I just put a SSD in an old Dell SFF with a Pentium D dual core of some kind. It was getting pretty slow just to load a full browser page say off a news site with heavy content. Now it has it all in a few seconds. When you start a program it comes up much faster, it really almost is a new computer compared to before. And this is only SATA II. Of course now I found out I can fit a core 2 quad in it so I found one of those on epay for $16 lol, which has a much higher rating for CPU scores. This PC is just for browsing, shopping, documents, etc, it should add a few years to it and hey, it wont be in the landfill either. You can also have your swap file on there and it is much faster if you run short of memory. This boots in less than half the time. It is really an amazing upgrade for this machine. On the other hand another old PC here has a 5400 rpm 1tb HDD and has a lot of photos and video on it, and it is not slow accessing them for viewing. So for storage use HDD still seems to work fine for me. For a new PC you can at least get a smaller SSD for the OS at low cost, it makes little sense not to. The HDD is by far the slowest part of a PC now. I have a fast M.2 SSD for my new build, should have all the parts soon.

HydraBT submitter 1 point 1 month ago

wow, are m.2's just even faster versions off ssd's or something?

pcbldragain 1 point 1 month ago

The Nvme drives are faster, they can actually raid the SSD chips in the drive, and SSD is improving with better controllers and chips and now can be faster than sata 3. But your MotherBoard must support Nvme in the chipset. So there are Nvme and PCI drives that are M.2 connector and you need to know what you have in your MB and what drive you are buying. The Nvme is faster than the Pcie ones, it is a special Pcie protocol only newer MoBo will have.

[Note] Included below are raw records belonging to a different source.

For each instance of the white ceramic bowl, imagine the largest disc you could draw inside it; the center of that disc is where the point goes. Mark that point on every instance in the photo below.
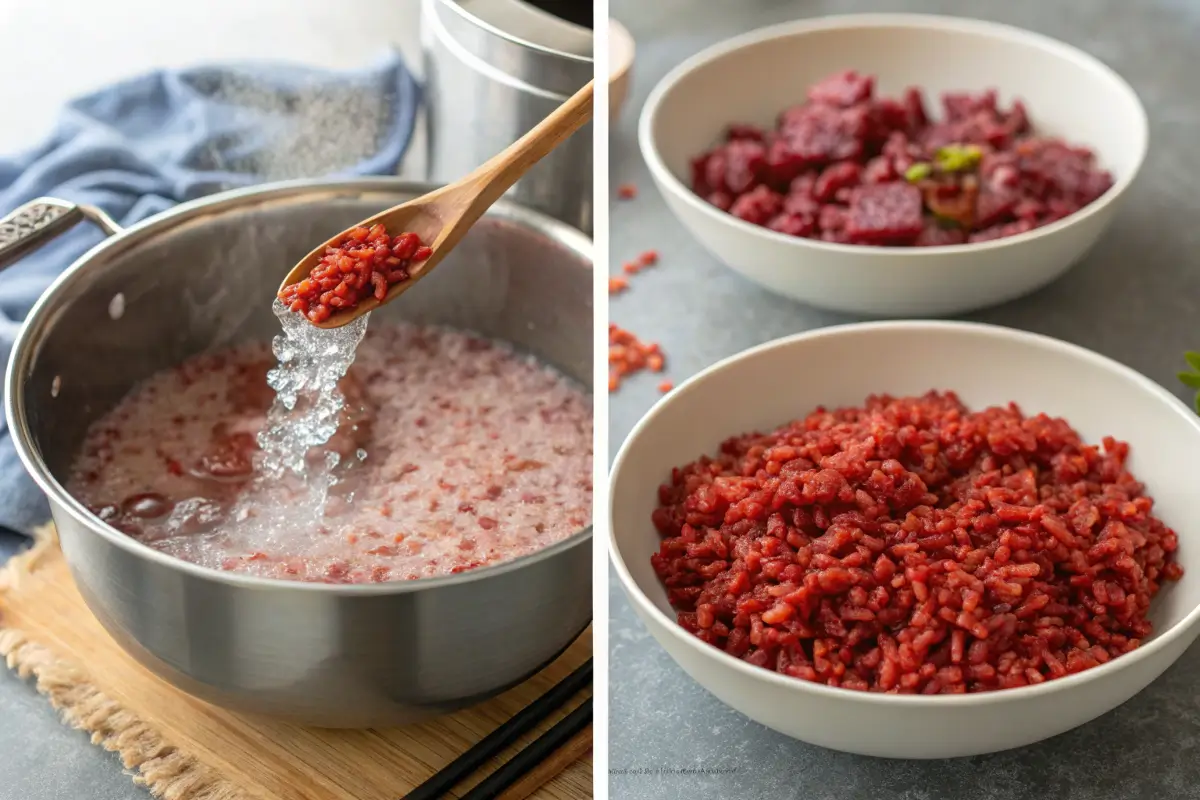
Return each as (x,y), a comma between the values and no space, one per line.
(754,77)
(784,379)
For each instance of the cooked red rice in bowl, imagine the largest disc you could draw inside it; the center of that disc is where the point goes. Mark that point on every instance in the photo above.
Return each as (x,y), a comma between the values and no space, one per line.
(915,546)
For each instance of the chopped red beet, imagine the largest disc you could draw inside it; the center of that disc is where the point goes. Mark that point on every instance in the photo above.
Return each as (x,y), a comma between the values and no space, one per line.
(885,212)
(845,136)
(361,263)
(843,90)
(629,355)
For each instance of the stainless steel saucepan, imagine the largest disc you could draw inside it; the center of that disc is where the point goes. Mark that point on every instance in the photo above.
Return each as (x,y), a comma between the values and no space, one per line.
(327,655)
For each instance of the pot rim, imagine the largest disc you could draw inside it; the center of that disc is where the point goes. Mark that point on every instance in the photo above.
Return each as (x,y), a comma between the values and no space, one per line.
(40,319)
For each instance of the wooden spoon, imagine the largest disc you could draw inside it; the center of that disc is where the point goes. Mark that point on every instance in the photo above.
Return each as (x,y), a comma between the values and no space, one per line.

Sata 3 is 6gb/sec and Pcie M.2 is about 4 times faster, while Pcie with Nvme M.2 (or U.2) is about 6 times faster than sata 3. This I read it should be correct for read speeds, write is a little less. Please correct me if needed.

In comparison a 7200rpm HDD is about 150MB/sec (mega byte, not giga BIT) some fast HDD can hit 200mb/sec. Sata I is 1.5 Gb/s = 0.1875 GB/s= 187.5 MB/s. So a very fast HDD maybe 10,000 rpm can max out a Sata 1 controller. Sata 2 is 3gb/sec and sata 3 any somewhat new PC has is 6gb/sec. Of course a drive may never see maximum theoretical rates in actual testing, but gives a person an idea of how they compare.

Even in the nice asus prime pro MB I plan to get one M.2 is Nvme and the second M.2 is just pcie, so I have to be careful what M2 drive I would use in it. But likely I will use the faster Nvme M.2 for OS and just a normal Sata for storage purposes. I can change it later. I read they are actually waiting for the next new Pcie standard to come out with more lanes, because running drives and video/etc off the pcie is filling it up.